When to pick black sapote from trees

Knowing when to pick black sapote from a tree is a delicate art, as one wrong move can render the fruit inedible by the time you get it on your counter back home. Black sapotes can't be picked from trees too early; otherwise, they will fail to ripen and simply rot. However, they often can't be left to ripen on the tree either, as birds and other insects will likely pick on the sweet fruits before you can get to them. 

You will know a black sapote is ready to be picked when the stem has lifted from the base of the fruit. It will usually also have tiny black markings on its skin, indicating that it has already started the ripening process.

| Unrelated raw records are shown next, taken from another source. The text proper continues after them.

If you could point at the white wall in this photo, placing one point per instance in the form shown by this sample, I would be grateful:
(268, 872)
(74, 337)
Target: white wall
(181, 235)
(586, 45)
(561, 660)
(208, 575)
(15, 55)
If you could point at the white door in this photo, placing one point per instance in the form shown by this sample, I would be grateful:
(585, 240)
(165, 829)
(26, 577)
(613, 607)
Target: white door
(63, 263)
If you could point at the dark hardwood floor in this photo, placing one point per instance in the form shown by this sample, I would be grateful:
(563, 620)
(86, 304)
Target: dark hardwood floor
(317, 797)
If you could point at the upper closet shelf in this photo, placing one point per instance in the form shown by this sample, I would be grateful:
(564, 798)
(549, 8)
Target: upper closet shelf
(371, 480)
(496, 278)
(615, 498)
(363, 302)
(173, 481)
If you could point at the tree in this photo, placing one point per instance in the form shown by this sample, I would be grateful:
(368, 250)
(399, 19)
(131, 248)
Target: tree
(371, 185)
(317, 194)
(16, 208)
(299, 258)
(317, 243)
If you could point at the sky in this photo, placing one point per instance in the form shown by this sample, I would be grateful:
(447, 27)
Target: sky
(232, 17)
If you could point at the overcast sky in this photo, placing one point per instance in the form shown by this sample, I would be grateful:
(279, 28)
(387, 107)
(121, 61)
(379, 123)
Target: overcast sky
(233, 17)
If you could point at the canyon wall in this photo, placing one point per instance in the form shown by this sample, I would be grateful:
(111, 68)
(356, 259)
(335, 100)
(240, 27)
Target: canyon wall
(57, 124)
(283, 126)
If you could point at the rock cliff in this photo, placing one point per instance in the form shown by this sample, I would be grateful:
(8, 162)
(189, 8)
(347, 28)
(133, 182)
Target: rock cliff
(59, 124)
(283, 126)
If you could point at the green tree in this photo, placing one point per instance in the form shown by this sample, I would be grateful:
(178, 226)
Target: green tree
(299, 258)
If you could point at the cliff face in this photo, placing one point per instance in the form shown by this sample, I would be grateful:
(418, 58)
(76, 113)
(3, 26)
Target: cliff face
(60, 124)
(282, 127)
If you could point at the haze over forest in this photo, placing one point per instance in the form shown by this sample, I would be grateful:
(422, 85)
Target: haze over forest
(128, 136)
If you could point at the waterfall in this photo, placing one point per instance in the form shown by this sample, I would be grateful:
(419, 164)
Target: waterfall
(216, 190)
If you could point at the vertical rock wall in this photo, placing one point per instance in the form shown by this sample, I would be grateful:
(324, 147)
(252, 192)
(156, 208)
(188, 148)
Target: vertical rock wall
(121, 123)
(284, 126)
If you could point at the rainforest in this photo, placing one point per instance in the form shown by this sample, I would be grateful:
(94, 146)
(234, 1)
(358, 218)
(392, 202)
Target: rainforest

Once it has been picked, keep it on your counter. You can expect it to ripen fully and be ready to eat after between two and 10 days. 

When to buy black sapote

You should always buy black sapotes in their unripened form, as indicated by an olive green, unspeckled exterior. The dark brown color will develop as the fruit reaches ripeness. Avoid any black sapotes with broken skin.

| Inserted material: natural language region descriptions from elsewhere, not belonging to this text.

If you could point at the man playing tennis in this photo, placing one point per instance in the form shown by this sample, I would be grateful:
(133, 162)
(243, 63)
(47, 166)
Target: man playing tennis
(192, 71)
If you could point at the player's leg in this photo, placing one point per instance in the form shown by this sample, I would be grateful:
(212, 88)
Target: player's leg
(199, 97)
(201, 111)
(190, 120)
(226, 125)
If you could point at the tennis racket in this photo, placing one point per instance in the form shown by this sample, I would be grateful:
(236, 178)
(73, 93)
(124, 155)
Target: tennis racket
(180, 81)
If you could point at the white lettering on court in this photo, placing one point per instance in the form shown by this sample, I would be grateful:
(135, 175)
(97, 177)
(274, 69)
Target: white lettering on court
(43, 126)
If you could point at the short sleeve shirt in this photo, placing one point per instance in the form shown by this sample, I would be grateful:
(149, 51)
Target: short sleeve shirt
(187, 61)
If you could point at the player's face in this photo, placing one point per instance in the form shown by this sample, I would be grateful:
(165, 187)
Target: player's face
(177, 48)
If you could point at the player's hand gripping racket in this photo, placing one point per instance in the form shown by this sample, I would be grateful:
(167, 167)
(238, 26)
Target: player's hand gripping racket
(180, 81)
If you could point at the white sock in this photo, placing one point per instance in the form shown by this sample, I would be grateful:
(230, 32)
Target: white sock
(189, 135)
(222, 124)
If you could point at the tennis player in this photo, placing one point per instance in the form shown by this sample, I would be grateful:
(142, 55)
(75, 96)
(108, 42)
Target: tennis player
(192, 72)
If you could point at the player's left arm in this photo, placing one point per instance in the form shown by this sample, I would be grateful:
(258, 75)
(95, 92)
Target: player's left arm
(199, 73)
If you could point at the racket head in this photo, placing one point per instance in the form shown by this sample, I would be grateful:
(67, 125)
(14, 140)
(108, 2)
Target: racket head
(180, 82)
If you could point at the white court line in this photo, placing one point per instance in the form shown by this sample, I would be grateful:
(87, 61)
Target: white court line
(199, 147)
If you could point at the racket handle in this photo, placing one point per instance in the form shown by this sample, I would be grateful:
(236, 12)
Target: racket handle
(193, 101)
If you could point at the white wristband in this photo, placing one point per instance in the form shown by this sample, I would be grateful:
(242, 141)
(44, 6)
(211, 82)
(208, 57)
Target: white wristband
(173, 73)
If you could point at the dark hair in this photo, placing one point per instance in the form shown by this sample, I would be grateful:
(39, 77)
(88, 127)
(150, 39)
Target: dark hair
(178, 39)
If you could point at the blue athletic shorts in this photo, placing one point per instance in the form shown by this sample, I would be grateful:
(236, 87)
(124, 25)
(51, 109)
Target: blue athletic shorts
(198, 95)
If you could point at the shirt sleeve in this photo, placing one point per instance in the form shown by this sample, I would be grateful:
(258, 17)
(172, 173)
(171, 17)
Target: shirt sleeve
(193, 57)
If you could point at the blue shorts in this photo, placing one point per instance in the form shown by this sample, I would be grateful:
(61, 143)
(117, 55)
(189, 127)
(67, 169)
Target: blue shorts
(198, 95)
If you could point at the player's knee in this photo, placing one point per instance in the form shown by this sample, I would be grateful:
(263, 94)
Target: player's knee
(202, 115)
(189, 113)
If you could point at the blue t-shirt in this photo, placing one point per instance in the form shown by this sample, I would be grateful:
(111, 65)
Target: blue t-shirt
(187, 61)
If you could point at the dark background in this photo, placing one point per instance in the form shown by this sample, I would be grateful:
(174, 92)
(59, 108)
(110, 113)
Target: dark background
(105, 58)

Most black sapotes are sold underripe because they are incredibly delicate when in their ripe form. Also, when a black sapote is already ripe, there is a limited window in which it can be eaten. Selling ripe black sapotes would just result in a lot of food waste, as many of them would go bad before being purchased or leave the customer with a very short time in which to eat their newly acquired fruit.

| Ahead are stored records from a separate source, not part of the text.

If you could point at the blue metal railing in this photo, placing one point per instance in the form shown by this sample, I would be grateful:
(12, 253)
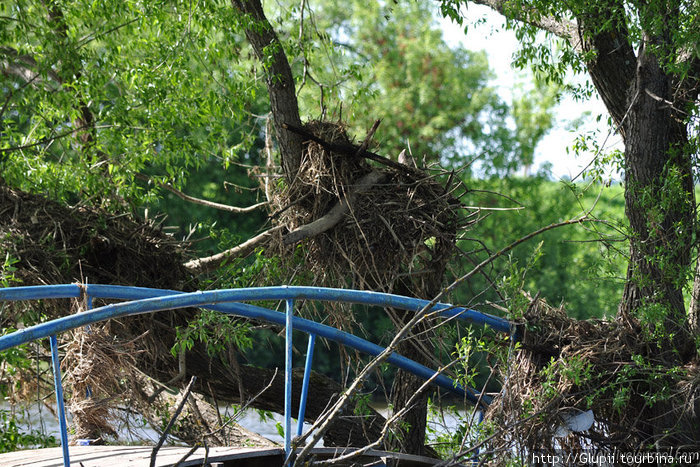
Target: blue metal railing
(144, 300)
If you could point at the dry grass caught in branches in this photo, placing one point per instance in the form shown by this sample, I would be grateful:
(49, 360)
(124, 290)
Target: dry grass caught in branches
(394, 229)
(566, 366)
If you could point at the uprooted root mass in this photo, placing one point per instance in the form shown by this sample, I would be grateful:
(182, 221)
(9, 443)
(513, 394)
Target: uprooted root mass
(397, 227)
(565, 367)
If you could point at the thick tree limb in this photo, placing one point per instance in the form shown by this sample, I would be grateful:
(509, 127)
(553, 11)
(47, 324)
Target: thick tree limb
(564, 29)
(603, 31)
(349, 149)
(280, 81)
(210, 263)
(336, 214)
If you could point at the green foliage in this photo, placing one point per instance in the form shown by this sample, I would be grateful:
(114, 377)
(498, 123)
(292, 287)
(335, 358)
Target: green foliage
(7, 271)
(13, 437)
(582, 266)
(118, 89)
(216, 330)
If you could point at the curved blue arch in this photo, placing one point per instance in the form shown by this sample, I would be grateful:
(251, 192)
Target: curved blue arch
(142, 300)
(145, 300)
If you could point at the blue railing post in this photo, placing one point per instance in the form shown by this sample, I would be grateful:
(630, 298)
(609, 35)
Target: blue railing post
(305, 384)
(288, 380)
(58, 387)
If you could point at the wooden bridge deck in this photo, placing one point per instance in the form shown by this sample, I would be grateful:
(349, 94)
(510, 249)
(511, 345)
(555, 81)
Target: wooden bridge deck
(140, 456)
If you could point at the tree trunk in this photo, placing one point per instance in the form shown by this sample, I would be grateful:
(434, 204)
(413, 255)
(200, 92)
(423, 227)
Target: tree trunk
(411, 435)
(659, 203)
(280, 82)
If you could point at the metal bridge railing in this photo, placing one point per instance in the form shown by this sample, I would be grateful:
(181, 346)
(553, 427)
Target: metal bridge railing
(140, 300)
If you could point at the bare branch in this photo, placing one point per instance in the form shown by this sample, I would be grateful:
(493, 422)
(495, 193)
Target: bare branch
(280, 81)
(336, 214)
(211, 204)
(240, 251)
(564, 29)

Lastly, black sapotes are usually only sold in-season, which covers winter and the very early spring for the most part. You're unlikely to find black sapotes anywhere if you shop for them outside this seasonal window.

How to store black sapote

The good news about this otherwise delicate fruit is that storage is relatively straightforward. Leave the fruit on the counter or in a fruit bowl at room temperature while waiting for it to ripen. These ambient conditions will enable the ripening process. Do not store the fruit in the fridge unless it's already ripe and soft to the touch. If you notice your black sapote is ripe but you're not ready to eat it yet, put it in the fridge, where it will last in its ripe phase for three to five days.

After you cut into a black sapote, it will dry out pretty fast, so you generally want to make sure you're eating the entire pulp or using all of it in a recipe. Otherwise, it will lose the easily spoonable texture that makes it such a unique fruit and joy to consume. 

Other varieties of sapote

White sapotes, the only other fruits that bear the sapote name yet aren't "true" sapotes, are more closely related to the citrus family. The white sapotes also have an aptly named white, custard-like interior. Other sapotes come from the Sapotaceae family and include sapodilla, yellow sapote, mamey sapote, and green sapote. All are native to various parts of Mexico and Central America.

The sapodilla's skin is textured and brown, with the fig-like interior of the fruit described as having a taste of brown sugar and pears. Mamey sapotes have similar skins to the sapodilla, but their insides are deep, vibrant orange in color and taste somewhat like almonds. 

Yellow sapotes are more commonly known as canistels. The fruit has a yellow-orange skin and its interior, as the name implies. Canistels have a sweet flavor with notes of eggnog, which is perhaps why yet another name for this plant is eggfruit. Lastly, green sapotes have green-yellow skin and orange-red pulp. The fruits aren't well-known outside Central America, though many people who eat them believe their flavor is stronger and better than the closely related mamey sapotes.